Fortschritte bei Schuldenschnitt-Gesprächen

Bewegung zeichnete sich derweil bei den Verhandlungen über den dringend benötigten Schuldenschnitt ab. Die Europäische Zentralbank (EZB) soll nach Informationen des "Wall Street Journals" nun bereit sein, zum griechischen Schuldenschnitt beizutragen. Weder die EZB noch die EU-Kommission wollten dies am Mittwoch kommentieren. In EZB-Kreisen hieß es indes, der "WSJ"-Bericht treffe nicht zu.

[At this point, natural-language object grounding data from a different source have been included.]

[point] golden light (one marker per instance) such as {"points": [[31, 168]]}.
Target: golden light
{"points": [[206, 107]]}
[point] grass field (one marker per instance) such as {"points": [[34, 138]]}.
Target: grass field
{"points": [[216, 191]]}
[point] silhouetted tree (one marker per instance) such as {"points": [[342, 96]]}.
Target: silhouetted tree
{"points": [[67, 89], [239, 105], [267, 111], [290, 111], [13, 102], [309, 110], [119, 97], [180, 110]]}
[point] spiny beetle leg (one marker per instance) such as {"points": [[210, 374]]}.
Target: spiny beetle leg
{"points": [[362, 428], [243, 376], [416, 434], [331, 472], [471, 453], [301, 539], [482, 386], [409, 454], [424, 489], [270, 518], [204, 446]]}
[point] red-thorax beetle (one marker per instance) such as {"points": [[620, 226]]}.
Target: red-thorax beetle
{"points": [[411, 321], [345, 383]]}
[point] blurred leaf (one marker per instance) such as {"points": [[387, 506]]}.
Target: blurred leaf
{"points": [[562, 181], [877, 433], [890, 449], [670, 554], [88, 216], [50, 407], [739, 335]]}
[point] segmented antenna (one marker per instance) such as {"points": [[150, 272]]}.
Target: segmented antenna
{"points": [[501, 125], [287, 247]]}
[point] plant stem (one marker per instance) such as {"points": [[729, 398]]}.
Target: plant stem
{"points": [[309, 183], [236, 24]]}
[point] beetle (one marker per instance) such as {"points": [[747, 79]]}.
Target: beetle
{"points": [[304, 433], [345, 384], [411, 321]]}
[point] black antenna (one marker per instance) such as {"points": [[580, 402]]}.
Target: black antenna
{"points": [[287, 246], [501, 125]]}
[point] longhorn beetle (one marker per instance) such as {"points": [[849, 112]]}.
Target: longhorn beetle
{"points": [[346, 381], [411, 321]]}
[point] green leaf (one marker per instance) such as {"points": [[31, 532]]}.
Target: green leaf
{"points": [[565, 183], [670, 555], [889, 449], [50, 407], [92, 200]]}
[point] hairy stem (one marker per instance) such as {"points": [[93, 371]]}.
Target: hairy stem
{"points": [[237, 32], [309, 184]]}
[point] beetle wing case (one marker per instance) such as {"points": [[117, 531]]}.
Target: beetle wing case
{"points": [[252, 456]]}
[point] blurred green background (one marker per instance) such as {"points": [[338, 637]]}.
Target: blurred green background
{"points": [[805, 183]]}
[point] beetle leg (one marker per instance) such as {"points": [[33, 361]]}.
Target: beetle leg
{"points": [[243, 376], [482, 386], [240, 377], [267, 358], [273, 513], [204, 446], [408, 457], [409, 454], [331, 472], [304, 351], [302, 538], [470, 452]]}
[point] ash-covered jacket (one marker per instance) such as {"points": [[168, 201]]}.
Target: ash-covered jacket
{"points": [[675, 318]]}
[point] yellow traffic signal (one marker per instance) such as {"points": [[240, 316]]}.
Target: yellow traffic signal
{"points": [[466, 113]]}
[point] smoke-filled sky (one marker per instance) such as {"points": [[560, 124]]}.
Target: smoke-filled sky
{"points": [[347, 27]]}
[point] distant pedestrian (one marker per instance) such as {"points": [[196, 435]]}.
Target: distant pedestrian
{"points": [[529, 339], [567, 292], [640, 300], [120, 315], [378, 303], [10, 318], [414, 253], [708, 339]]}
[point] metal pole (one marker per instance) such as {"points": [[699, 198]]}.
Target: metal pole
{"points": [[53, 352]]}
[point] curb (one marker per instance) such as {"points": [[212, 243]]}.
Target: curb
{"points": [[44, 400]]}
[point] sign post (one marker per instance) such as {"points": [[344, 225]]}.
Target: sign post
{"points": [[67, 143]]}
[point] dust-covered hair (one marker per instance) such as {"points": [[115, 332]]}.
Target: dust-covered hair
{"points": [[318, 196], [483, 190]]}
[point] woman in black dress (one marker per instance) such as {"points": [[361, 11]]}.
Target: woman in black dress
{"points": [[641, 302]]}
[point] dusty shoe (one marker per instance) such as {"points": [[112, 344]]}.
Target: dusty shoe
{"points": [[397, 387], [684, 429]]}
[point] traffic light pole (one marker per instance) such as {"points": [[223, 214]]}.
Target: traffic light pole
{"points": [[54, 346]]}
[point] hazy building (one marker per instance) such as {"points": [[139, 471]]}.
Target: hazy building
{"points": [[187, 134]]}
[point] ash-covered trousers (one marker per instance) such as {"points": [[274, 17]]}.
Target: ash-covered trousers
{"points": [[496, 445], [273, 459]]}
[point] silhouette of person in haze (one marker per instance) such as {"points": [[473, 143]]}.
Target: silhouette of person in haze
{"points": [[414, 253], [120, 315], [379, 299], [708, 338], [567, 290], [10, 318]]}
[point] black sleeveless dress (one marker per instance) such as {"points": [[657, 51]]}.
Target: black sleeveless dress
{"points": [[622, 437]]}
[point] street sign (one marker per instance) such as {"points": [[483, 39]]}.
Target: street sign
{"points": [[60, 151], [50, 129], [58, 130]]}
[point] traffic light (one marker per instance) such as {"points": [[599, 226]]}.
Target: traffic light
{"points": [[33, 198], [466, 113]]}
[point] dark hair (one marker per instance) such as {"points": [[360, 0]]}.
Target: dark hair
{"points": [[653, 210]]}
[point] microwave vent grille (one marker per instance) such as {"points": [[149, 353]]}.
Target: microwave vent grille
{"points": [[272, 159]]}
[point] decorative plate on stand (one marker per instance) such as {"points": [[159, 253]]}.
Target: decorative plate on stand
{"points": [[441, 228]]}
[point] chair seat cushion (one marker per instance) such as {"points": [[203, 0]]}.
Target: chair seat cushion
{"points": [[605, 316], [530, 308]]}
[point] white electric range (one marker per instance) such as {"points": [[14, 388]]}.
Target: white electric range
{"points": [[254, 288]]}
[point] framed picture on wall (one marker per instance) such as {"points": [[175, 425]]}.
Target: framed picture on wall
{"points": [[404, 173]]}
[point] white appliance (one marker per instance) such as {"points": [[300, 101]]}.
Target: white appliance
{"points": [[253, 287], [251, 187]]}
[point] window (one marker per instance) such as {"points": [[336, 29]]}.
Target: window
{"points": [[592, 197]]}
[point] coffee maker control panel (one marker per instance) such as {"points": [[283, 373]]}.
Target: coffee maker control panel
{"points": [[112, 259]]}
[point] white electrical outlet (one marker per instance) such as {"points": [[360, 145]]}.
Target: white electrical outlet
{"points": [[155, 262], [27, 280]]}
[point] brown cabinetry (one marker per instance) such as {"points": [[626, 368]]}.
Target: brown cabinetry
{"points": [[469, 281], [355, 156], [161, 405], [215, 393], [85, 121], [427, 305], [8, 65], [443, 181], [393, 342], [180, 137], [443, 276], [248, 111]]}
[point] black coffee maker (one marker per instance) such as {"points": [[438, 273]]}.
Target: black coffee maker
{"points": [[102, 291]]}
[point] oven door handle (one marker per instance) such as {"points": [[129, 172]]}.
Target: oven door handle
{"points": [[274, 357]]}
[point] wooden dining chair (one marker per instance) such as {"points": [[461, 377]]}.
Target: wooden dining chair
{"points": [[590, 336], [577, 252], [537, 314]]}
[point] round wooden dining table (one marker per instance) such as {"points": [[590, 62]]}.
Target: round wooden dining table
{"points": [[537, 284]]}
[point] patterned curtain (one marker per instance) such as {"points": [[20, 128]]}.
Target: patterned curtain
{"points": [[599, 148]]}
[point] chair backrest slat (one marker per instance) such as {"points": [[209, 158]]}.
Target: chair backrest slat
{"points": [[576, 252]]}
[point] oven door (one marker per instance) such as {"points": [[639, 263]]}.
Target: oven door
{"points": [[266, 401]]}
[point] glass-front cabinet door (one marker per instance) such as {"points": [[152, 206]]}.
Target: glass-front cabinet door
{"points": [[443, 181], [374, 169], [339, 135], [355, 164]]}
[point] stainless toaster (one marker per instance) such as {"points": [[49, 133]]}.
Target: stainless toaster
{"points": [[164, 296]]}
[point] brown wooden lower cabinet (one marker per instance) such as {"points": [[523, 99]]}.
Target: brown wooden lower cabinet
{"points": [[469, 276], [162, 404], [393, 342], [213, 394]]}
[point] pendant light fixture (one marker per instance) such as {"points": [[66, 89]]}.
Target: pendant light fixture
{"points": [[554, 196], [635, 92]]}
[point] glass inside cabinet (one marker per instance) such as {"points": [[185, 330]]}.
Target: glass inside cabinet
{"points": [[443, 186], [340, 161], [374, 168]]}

Diese widersprüchlichen Informationen sorgten für Irritationen an den Märkten. Am Aktienmarkt wurde auf Meldungen verwiesen, dass eine Beteiligung der Euro-Notenbanker am Schuldenschnitt EZB-intern höchst umstritten und deshalb keinesfalls in trockenen Tüchern sei.

Früheren Angaben des griechischen Finanzministers Evangelos Venizelos zufolge hingen die Verhandlungen mit den Privaten zuletzt an der Frage, ob EZB und nationale Notenbanken beim Forderungsverzicht mit ins Boot Steigen.

Keine Hilfe bis März: pleite

Nach den Beratungen von Papademos und den Parteichefs muss die Regierung das Sparpaket offiziell absegnen und dann dem Parlament vorlegen. Dort ist die Abstimmung voraussichtlich für diesen Sonntag vorgesehen.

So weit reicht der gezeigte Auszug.